Por Dr. Héctor Forero, director clínico en glaucoma ATENEA
El glaucoma ha sido uno de los retos más desafiantes en la oftalmología moderna. A lo largo de los últimos 30 años, hemos presenciado avances increíbles en el tratamiento de esta enfermedad, desde el desarrollo de nuevas tecnologías hasta la creación de terapias médicas y quirúrgicas más efectivas. Sin embargo, a pesar de todo lo que disponemos, la pregunta sigue en el aire: ¿estamos realmente fracasando como oftalmólogos cuando permitimos que nuestros pacientes sigan perdiendo fibras nerviosas irreparables?
Hoy, hay más conocimiento de la fisiopatología del glaucoma. El diagnóstico precoz, es el resultado de décadas de investigación y avances científicos. Nos encontramos en una posición privilegiada: sabemos que es posible detectar el glaucoma antes de que cause un daño irreversible. Pero este avance viene acompañado de una gran responsabilidad de nosotros y del sistema de salud. Sabemos que la hipertensión ocular es un factor clave en el desarrollo del glaucoma, y ya no debería haber dudas sobre la importancia de tratar la presión ocular elevada antes de que se presente un daño evidente.

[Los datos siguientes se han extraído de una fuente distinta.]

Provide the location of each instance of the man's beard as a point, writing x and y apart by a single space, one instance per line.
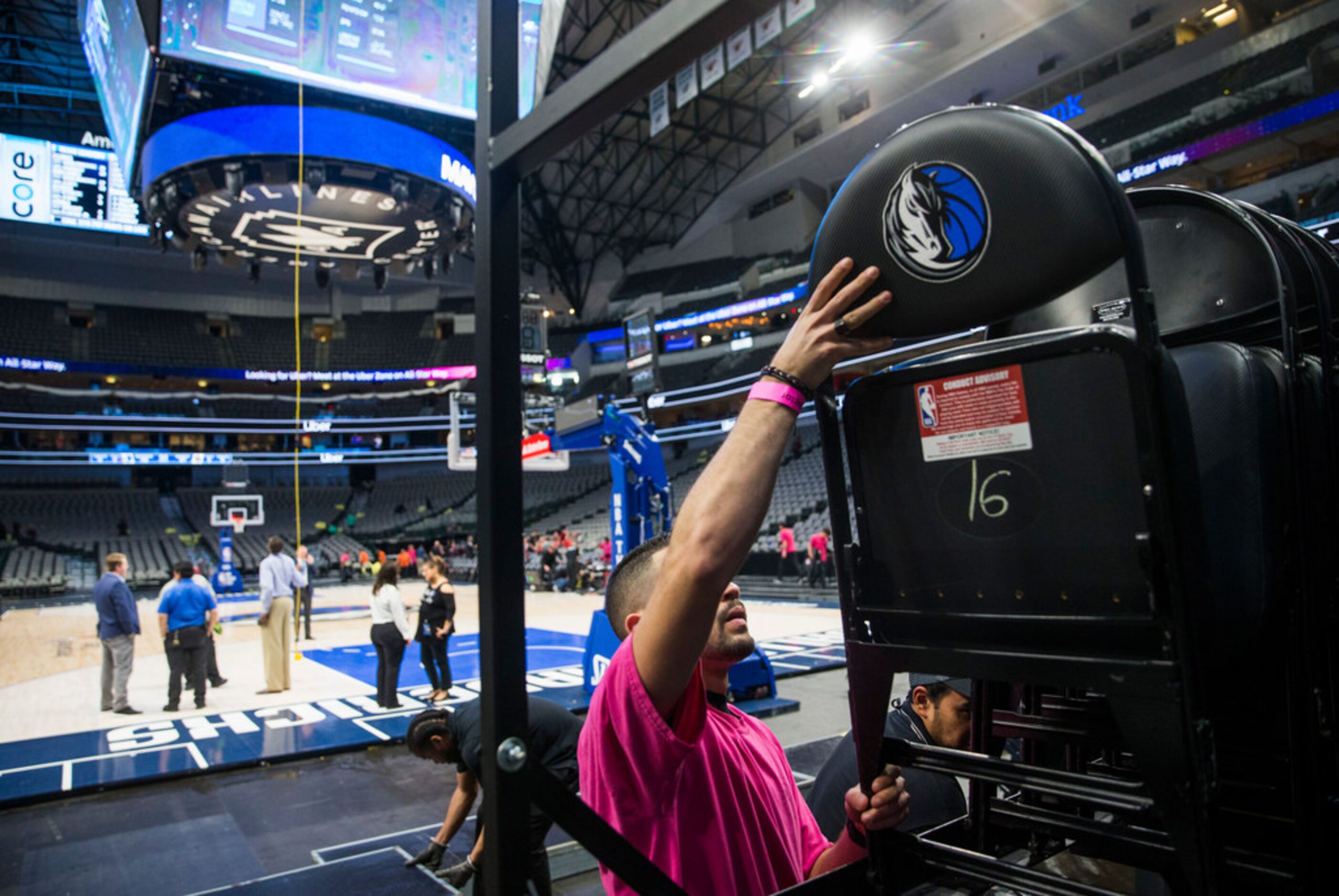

Hay que recordar que los picos de presión ocular pueden ocurrir en cualquier momento del día, con mayor frecuencia en las mañanas, lo que añade complejidad al diagnóstico. Y aunque contamos con sofisticadas herramientas de imagen, como la fotografía del fondo de ojo, que nos permite capturar el estado del nervio óptico para monitorearlo a largo plazo, la pregunta sigue siendo: ¿estamos utilizando todas estas herramientas de manera efectiva para proteger a nuestros pacientes?
El concepto de daño precampimetrico —es decir, la capacidad de detectar glaucoma antes de que se presenten cambios en el campo visual— debería estar más presente en nuestra práctica diaria. A pesar de los avances en campimetría computarizada y la tomografía de coherencia óptica (OCT), que nos permiten identificar daños incipientes en las capas de fibras nerviosas, es preocupante que sigamos encontrando casos de daño avanzado que podrían haberse prevenido.
El tratamiento médico ha revolucionado el manejo del glaucoma. Medicamentos como el timolol y las prostaglandinas han cambiado las reglas del juego, permitiéndonos controlar la presión ocular sin recurrir a cirugías en muchos casos. Además, la disponibilidad de gotas sin preservantes ha mejorado la calidad de vida de los pacientes. Sin embargo, la intervención quirúrgica sigue siendo necesaria en ciertos casos, y aquí surge otro dilema: ¿estamos operando demasiado temprano? O peor aún, ¿estamos tratando pacientes que no necesitan ser tratados?
Es evidente que la oftalmología ha avanzado enormemente en la lucha contra el glaucoma, pero estos avances también nos obligan a reflexionar. Con el poder que tenemos en nuestras manos viene una enorme responsabilidad. No podemos permitirnos dejar pasar señales de alarma o ignorar herramientas diagnósticas que podrían evitar la pérdida visual irreversible. Sin embargo, tampoco podemos caer en la trampa de tratar o intervenir en exceso.
El verdadero reto de la lucha contra el glaucoma radica en este equilibrio: saber cuándo intervenir y cuándo esperar, cuándo confiar en la tecnología y cuándo aplicar nuestro juicio clínico. Como oftalmólogos, debemos mantenernos firmes en nuestro compromiso de utilizar todos los recursos a nuestro alcance, siendo conscientes de los límites y riesgos inherentes en cada decisión.